But perf on non-Intel behaves pretty differently. ARM PMUs behaves
pretty differently, because there is no guarantee of homogeneous
events.
>
> Allowing to enable more than one counter and/or an event type other
> than the cycle counter is not the goal. Enabling another event type
> may result in a garbage value, but I don't think it's worse than the
> current situation where the count stays zero; please tell me if I miss
> something.
>
> There is still room for improvement. Returning a garbage value may not
> be worse than returning zero, but counters and event types not
> supported by some cores shouldn't be advertised as available in the
> first place. More concretely:
>
> - The vCPU should be limited to run only on cores covered by PMUs when
> KVM_ARM_VCPU_PMU_V3 is set.
That's userspace's job. Bind to the desired PMU, and run. KVM will
actively prevent you from running on the wrong CPU.
> - PMCR_EL0.N advertised to the guest should be the minimum of ones of
> host PMUs.
How do you find out? CPUs can be hot-plugged on long after a VM has
started, bringing in a new PMU, with a different number of counters.

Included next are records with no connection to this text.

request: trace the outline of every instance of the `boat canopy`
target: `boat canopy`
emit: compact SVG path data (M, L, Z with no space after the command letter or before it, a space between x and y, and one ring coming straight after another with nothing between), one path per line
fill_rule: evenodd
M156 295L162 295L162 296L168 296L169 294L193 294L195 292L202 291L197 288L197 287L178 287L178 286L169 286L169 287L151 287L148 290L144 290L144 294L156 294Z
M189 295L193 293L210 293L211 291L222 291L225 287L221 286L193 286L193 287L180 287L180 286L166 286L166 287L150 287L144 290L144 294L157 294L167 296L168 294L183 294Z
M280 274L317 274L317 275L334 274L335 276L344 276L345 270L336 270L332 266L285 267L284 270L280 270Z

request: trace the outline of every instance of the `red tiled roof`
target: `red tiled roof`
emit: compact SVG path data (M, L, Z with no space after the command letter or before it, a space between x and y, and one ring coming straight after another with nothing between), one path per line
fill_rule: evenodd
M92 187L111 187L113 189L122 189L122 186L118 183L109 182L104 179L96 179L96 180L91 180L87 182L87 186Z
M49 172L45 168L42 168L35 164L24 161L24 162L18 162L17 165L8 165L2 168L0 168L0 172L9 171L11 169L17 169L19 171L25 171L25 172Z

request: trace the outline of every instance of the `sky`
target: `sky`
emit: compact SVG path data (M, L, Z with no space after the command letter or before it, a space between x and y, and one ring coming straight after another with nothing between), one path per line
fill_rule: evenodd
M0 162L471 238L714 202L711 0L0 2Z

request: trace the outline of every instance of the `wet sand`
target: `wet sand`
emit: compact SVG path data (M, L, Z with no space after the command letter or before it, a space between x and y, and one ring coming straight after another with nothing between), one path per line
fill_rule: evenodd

> - PMCEID0_EL0 and PMCEID1_EL0 advertised to the guest should be the
> result of the AND operations of ones of host PMUs.
Same problem.
>
> Special-casing the cycle counter may make sense if we are going to fix
> the advertised values of PMCR_EL0.N, PMCEID0_EL0, and
> PMCEID1_EL0. PMCR_EL0.N as we can simply return zero for these
> registers. We can also prevent enabling a counter that returns zero or
> a garbage value.
>
> Do you think it's worth fixing these registers? If so, I'll do that by
> special-casing the cycle counter.
I think this is really going in the wrong direction.
The whole design of the PMU emulation is that we expose a single,
architecturally correct PMU implementation. This is clearly
documented.
Furthermore, userspace is being given all the relevant information to
place vcpus on the correct physical CPUs. Why should we add this sort
of hack in the kernel, creating a new userspace ABI that we will have
to support forever, when usespace can do the correct thing right now?
Worse case, this is just a 'taskset' away, and everything will work.
Frankly, I'm not prepared to add more hacks to KVM for the sake of the
combination of broken userspace and broken guest.
M.
--
Without deviation from the norm, progress is not possible.